A potential pharmacogenomic strategy for anticoagulant treatment in non‐ST elevation acute coronary syndromes: the role of interleukin‐1 receptor antagonist genotype

Summary.  Objectives : Our aim was to determine a pharmacogenomic approach to heparin use in non‐ST elevation acute coronary syndromes, specifically the impact of interleukin (IL)‐1 receptor antagonist polymorphisms upon von Willebrand factor (vWF) responses to unfractionated heparin (UFH) and low molecular weight heparin (LMWH). Background : In acute coronary syndromes (ACS), identification of specific biological or genetic targets to direct pharmacological treatment remains a challenge. vWF has been shown to predict future cardiovascular risk and the response to anticoagulant treatments during non‐ST elevation ACS. IL‐1 receptor antagonist (IL‐1RN) polymorphisms predict the change in vWF between 24 and 48 h (Δ vWF) during non‐ST elevation ACS. Methods : We genotyped at the IL‐1 locus, 67 patients with non‐ST elevation ACS who received either LMWH or UFH, and measured vWF levels at 24 and 48 h.

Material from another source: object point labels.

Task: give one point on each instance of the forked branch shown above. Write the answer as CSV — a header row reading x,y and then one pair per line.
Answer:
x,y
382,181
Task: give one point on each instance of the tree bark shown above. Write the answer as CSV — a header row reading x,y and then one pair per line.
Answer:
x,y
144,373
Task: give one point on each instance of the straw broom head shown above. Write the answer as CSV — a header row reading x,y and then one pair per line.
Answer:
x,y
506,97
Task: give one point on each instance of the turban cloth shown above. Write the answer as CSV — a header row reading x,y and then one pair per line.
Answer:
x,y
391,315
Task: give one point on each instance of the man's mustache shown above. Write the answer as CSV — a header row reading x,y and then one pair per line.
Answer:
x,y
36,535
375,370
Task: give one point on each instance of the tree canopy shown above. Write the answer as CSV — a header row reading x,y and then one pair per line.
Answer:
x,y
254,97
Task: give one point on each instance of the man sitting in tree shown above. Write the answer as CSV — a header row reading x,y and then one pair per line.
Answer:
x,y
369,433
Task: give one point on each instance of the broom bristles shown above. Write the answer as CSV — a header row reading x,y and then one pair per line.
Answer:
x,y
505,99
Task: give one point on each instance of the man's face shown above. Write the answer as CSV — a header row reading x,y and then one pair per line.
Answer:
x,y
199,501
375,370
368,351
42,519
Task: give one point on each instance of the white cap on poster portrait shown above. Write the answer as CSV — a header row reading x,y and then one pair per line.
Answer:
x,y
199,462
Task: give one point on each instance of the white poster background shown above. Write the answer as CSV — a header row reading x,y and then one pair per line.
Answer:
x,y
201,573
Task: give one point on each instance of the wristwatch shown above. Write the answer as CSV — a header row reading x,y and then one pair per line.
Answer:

Results : LMWH was superior to UFH in reducing the rise in vWF between 24 and 48 h in the cohort as a whole. However, when patients were stratified by IL‐1RN genotype, LMWH was superior to UFH in reducing Δ vWF only in allele *2 carriers (0.51 iU mL −1 vs. 1.37, P  < 0.01), but not in non‐carriers (− 0.03 iU mL −1 vs. 0.15, P  = NS). Conclusion : IL‐1RN genotype may be a useful marker to identify patients that benefit from LMWH in non‐ST elevation ACS.